Menand also intrigues when he notes: “One of Lerner’s chief examples of misplaced expectations for poetry is what he calls ‘nostalgia for a poetry that could supposedly reconcile the individual and the social, and so transform millions of individuals into an authentic People.’” We imagine a “back then” in which children routinely memorized and performed poems in school, or when people kept notion books of notable lines or whole poems. We imagine the pool of poems smaller and thus shared and familiar. I wonder if we are romanticizing the past. Then, as now, only a fraction of extant poems are offered for such activities, usually the most accessible, the best-known, those with the most marked rhythm for ease of memorization, those most likely to carry the audience along. The rest, certainly the most daring or experimental, or those written by “margin-dwelling” writers didn’t find themselves “reconciling individuals into a People,” at best perhaps they brought together a group of friends/compatriots around a café table, or as now, rippled outward among a “friend group” on social media.

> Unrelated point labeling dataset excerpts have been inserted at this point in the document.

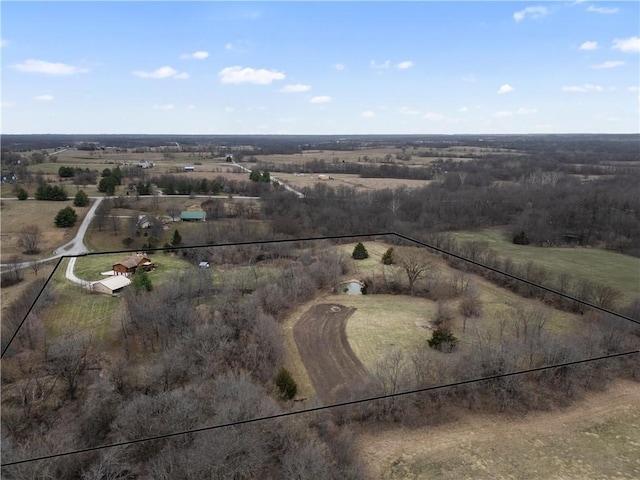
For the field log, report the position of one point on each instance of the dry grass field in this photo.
(595, 438)
(18, 214)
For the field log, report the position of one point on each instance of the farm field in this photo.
(347, 180)
(17, 214)
(597, 437)
(621, 272)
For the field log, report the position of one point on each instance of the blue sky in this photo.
(320, 67)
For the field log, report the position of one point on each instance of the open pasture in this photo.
(381, 323)
(597, 437)
(621, 272)
(17, 214)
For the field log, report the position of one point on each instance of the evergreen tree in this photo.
(81, 199)
(142, 281)
(287, 385)
(387, 257)
(66, 218)
(177, 238)
(442, 339)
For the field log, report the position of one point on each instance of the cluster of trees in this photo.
(603, 212)
(521, 340)
(194, 352)
(51, 192)
(258, 176)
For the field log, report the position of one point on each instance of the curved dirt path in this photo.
(322, 342)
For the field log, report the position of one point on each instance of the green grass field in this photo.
(621, 272)
(78, 310)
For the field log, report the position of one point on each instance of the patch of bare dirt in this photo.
(321, 338)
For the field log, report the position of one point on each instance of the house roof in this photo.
(197, 215)
(115, 282)
(133, 261)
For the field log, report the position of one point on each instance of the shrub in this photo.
(387, 257)
(442, 339)
(51, 192)
(521, 239)
(360, 252)
(81, 199)
(287, 385)
(66, 218)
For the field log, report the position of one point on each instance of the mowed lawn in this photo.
(78, 310)
(18, 214)
(384, 322)
(621, 272)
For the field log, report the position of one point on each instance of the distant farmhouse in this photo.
(193, 216)
(111, 286)
(129, 265)
(144, 221)
(8, 178)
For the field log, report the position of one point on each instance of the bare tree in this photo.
(173, 210)
(29, 238)
(416, 263)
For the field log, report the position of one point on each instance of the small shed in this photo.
(111, 285)
(193, 216)
(129, 265)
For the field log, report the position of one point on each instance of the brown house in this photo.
(129, 265)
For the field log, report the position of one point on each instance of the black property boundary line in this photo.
(323, 407)
(331, 406)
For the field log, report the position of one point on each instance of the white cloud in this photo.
(298, 87)
(409, 111)
(404, 65)
(321, 99)
(604, 10)
(532, 12)
(585, 88)
(629, 45)
(199, 55)
(162, 72)
(608, 64)
(432, 116)
(380, 66)
(258, 76)
(589, 46)
(48, 68)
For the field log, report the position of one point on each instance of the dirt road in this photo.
(322, 342)
(596, 438)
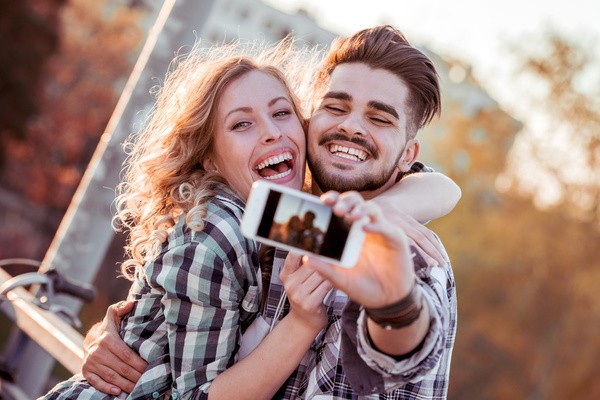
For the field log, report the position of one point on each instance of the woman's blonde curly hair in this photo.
(164, 177)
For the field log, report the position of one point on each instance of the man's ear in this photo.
(409, 155)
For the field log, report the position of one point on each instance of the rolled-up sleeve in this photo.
(370, 371)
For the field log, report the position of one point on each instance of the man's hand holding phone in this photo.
(384, 273)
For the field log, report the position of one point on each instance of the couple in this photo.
(219, 125)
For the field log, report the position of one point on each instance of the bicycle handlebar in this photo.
(62, 284)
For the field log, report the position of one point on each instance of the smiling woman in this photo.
(258, 135)
(221, 122)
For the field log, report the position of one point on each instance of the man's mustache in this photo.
(355, 139)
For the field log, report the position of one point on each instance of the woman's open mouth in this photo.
(276, 167)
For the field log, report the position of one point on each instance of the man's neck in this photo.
(367, 195)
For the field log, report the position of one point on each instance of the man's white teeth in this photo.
(274, 160)
(278, 176)
(349, 153)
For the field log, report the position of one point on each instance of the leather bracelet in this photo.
(400, 314)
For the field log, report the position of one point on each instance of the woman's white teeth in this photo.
(349, 153)
(278, 176)
(274, 160)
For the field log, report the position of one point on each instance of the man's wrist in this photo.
(400, 314)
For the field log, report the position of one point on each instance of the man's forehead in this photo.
(378, 88)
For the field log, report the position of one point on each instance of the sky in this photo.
(473, 31)
(477, 33)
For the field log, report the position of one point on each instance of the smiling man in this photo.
(391, 325)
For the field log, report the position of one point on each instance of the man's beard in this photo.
(365, 182)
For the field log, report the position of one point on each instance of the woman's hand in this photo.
(109, 364)
(306, 289)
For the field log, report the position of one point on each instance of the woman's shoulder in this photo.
(221, 230)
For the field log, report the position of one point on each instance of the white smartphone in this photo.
(300, 222)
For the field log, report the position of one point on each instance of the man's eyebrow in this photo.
(384, 107)
(338, 95)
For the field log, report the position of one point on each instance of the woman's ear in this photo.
(209, 165)
(409, 155)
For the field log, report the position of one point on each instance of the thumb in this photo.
(326, 270)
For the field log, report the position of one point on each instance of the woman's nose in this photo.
(270, 132)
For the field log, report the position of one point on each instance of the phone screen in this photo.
(303, 224)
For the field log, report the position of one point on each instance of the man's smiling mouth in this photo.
(276, 167)
(347, 153)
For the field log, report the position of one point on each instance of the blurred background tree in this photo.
(566, 88)
(526, 276)
(28, 37)
(63, 67)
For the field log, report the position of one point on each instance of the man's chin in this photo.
(344, 184)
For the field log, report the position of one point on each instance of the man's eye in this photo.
(380, 121)
(282, 113)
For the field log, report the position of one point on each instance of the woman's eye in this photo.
(334, 109)
(282, 113)
(240, 125)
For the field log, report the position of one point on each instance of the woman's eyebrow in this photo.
(338, 95)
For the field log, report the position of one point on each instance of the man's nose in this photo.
(352, 125)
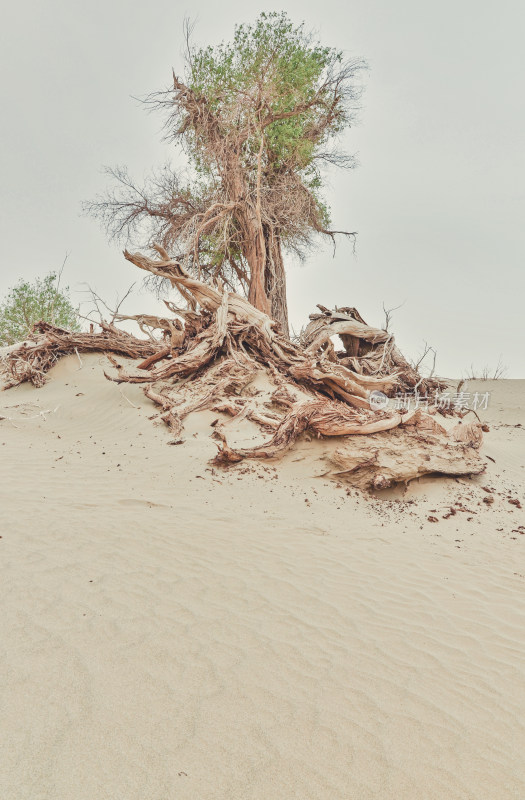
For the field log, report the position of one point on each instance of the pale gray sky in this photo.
(438, 199)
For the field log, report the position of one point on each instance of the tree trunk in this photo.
(275, 280)
(267, 290)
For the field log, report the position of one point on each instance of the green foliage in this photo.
(277, 67)
(28, 303)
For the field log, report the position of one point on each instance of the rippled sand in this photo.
(172, 632)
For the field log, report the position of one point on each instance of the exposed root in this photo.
(206, 356)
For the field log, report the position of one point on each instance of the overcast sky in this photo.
(438, 198)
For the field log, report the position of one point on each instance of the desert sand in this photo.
(172, 630)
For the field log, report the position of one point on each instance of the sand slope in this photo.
(168, 631)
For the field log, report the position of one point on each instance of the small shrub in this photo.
(30, 302)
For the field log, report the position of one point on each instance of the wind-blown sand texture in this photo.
(169, 630)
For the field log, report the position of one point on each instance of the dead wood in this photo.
(206, 357)
(417, 447)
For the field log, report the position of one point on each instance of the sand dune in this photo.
(173, 631)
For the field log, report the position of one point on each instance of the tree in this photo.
(258, 118)
(40, 301)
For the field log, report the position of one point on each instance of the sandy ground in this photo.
(169, 631)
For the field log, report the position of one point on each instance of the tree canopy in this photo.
(258, 118)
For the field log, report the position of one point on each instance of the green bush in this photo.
(30, 302)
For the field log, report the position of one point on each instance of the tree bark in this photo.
(275, 278)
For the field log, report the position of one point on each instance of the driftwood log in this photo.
(207, 355)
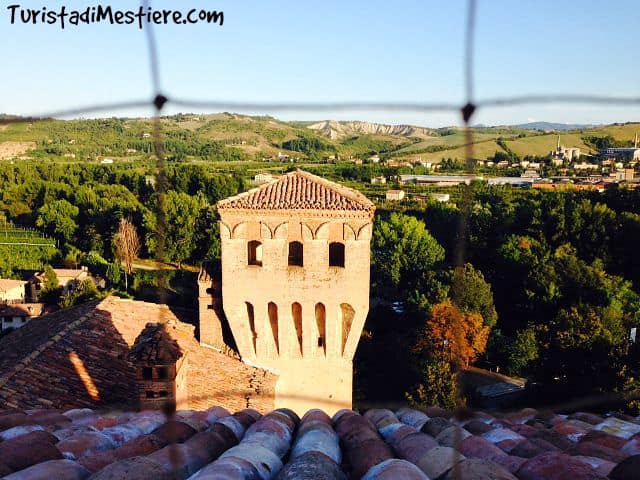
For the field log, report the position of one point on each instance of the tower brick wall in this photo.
(295, 285)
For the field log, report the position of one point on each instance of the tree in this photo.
(523, 351)
(403, 252)
(58, 219)
(452, 335)
(50, 289)
(439, 386)
(84, 292)
(182, 212)
(127, 246)
(471, 293)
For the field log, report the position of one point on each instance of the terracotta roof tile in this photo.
(279, 445)
(299, 191)
(79, 358)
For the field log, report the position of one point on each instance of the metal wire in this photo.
(468, 110)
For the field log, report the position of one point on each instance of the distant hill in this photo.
(551, 126)
(336, 130)
(230, 136)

I take issue with Zapruder’s lines: “We find genuine questions everywhere in poetry because they direct the lines away from certainty and stasis. In the best poems, often the poet does not know the answer.” A poetry critic always runs the risk of elevating personal preferences to principles. For example: “I prefer ambiguity; thus, the greater the degree of ambiguity, the better the poem.” Many poems that I love examine recognizable themes in language that invites the reader in (see, I am doing it too: elevating my preference to an aesthetic ruler). These poems take the reader to what could be called a “conclusion.” The final line “makes sense.” The poet—gasp!—perhaps even knows where they are going and how they wanted to arrive there. This doesn’t render the poem “static.” We know any given wave will advance over the shore and retreat, but never the same way. Its movement isn’t ambiguous and enigmatic, only variable.

Without being churlish, I confess that I like the final two lines of Menand’s essay best: “I understand that the reason people write poems is the reason people write. They have something to say.” This, indeed, sums up the impulse. I see, read, hear, feel something, and it sparks a desire to respond. It opens the door to the room set apart, that strange room of the mind that is bigger than the whole world, that exists outside of time, unbound by it. The saying of the thing created there is pure pleasure, independent of whether it is read, understood, appreciated, or remunerated. The act of transmuting lived experience or thought into language is all-absorbing.

I would like to end by quoting Menand: “You read this piece…maybe it will change your life. If it does, the change will be very, very tiny, but most change comes in increments. Don’t expect too much out of any one thing. For although the world is hard, words matter. Rock beats scissors. It may take a while, but paper beats rock. At least we hope so.” Our brains are restless tools. Poetry, the making and reading of it, gives this tool its perfect exposition. It is the sought-after perpetuum mobile, the inexhaustible process.